Question

sin ax = ax - a^3 x^3/3! + a^5 x^5/5! - ... + a^n-1 x^n-1/n-1! sin(n-1)π/2 + a^n x^n/n! sin (nπ/2+a theta x),0<theta<1 by use maclaurin's theorem​

Answer 1

Answer:

This can be simplified to:

$\sin(ax) = \sum_{n=0}^\infty \frac{(-1)^{n+1} a^{2n+1}}{(2n+1)!} x^{2n+1} + \sum_{n=0}^\infty \frac{(-1)^{n} a^{2n+2}}{(2n+2)!} x^{2n+2} (-1)^{\frac{n}{2}}$

Grouping the terms with even and odd exponents together, we get:

Step-by-step explanation:

We can use Maclaurin's theorem to expand the function$\sin(ax)$ as a power series:

$\sin(ax) = \sum_{n=0}^\infty \frac{f^{(n)}(0)}{n!} x^n$

where $f(x) = \sin(ax)$ and $f^{(n)}(x)$ denotes the $n$ th derivative of $f(x)$ with respect to $x$.
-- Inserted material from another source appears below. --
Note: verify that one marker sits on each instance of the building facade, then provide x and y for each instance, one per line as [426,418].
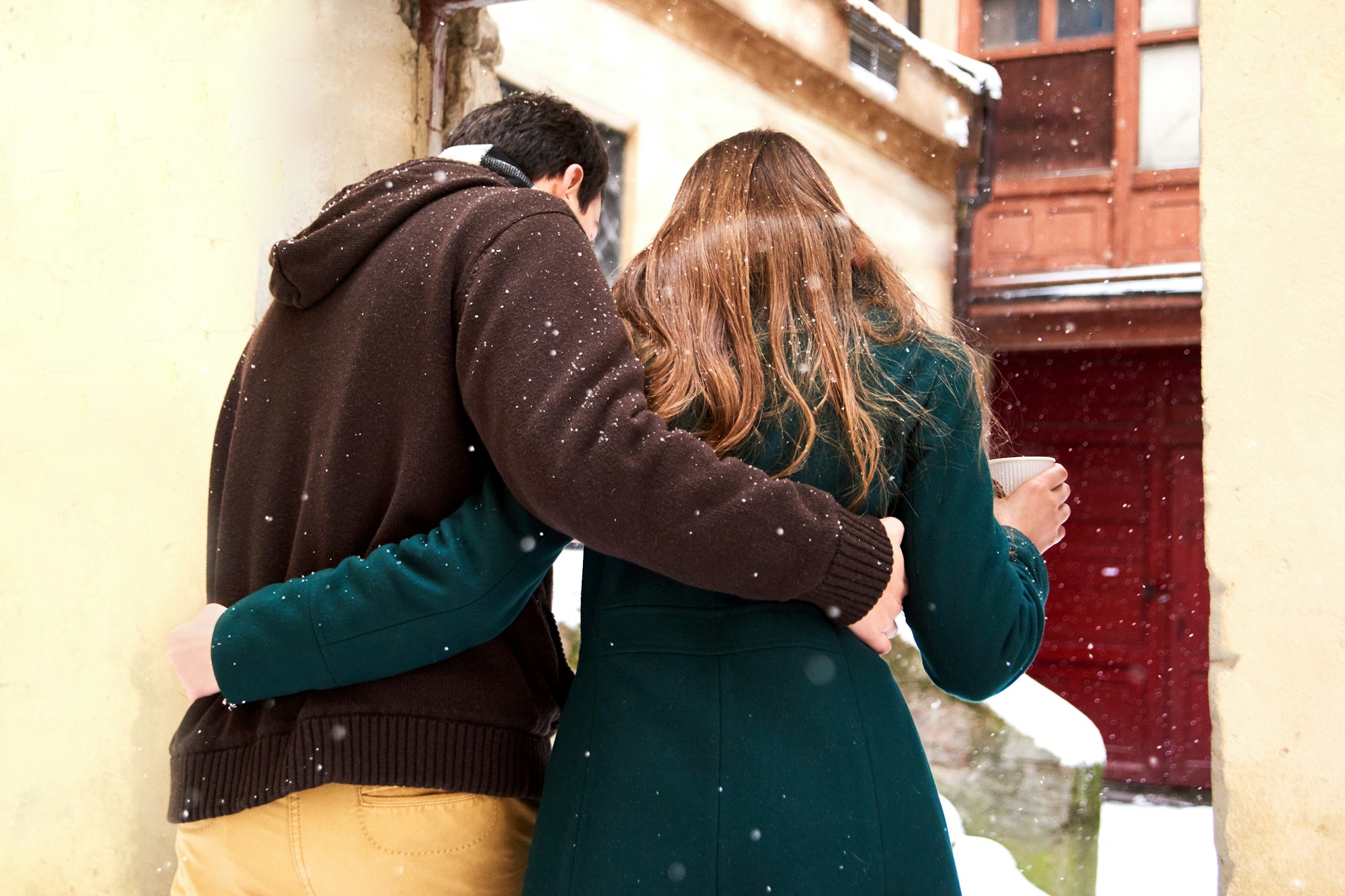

To find the derivatives of $f(x)$, we can use the chain rule:

$f'(x) = a \cos(ax)$

$f''(x) = -a^2 \sin(ax)$

$f'''(x) = -a^3 \cos(ax)$

$\vdots$

$f^{(n)}(x) = (-1)^{n+1} a^n \sin(ax)$

Note that the derivatives of $\sin(ax)$ alternate between $\sin(ax)$ and $\cos(ax)$, with a factor of $a^n$ and a sign of $(-1)^{n+1}$.

Now, we can substitute these derivatives into the power series expansion of $\sin(ax)$to get:

$\sin(ax) = \sum_{n=0}^\infty \frac{(-1)^{n+1} a^n \sin(0)}{n!} x^n = \sum_{n=0}^\infty \frac{(-1)^{n+1} a^n}{n!} x^n$

Simplifying this expression, we get:

$\sin(ax) = \sum_{n=0}^\infty \frac{(-1)^{n+1} a^{2n+1}}{(2n+1)!} x^{2n+1}$

Next, we can use the identity $\sin(\frac{\pi}{2} + \theta) = \cos(\theta)$ to rewrite$\sin((n-1)\pi/2)$ as $\cos((n-1)\pi/2 - \frac{\pi}{2})$, which simplifies to $(-1)^{n/2}$.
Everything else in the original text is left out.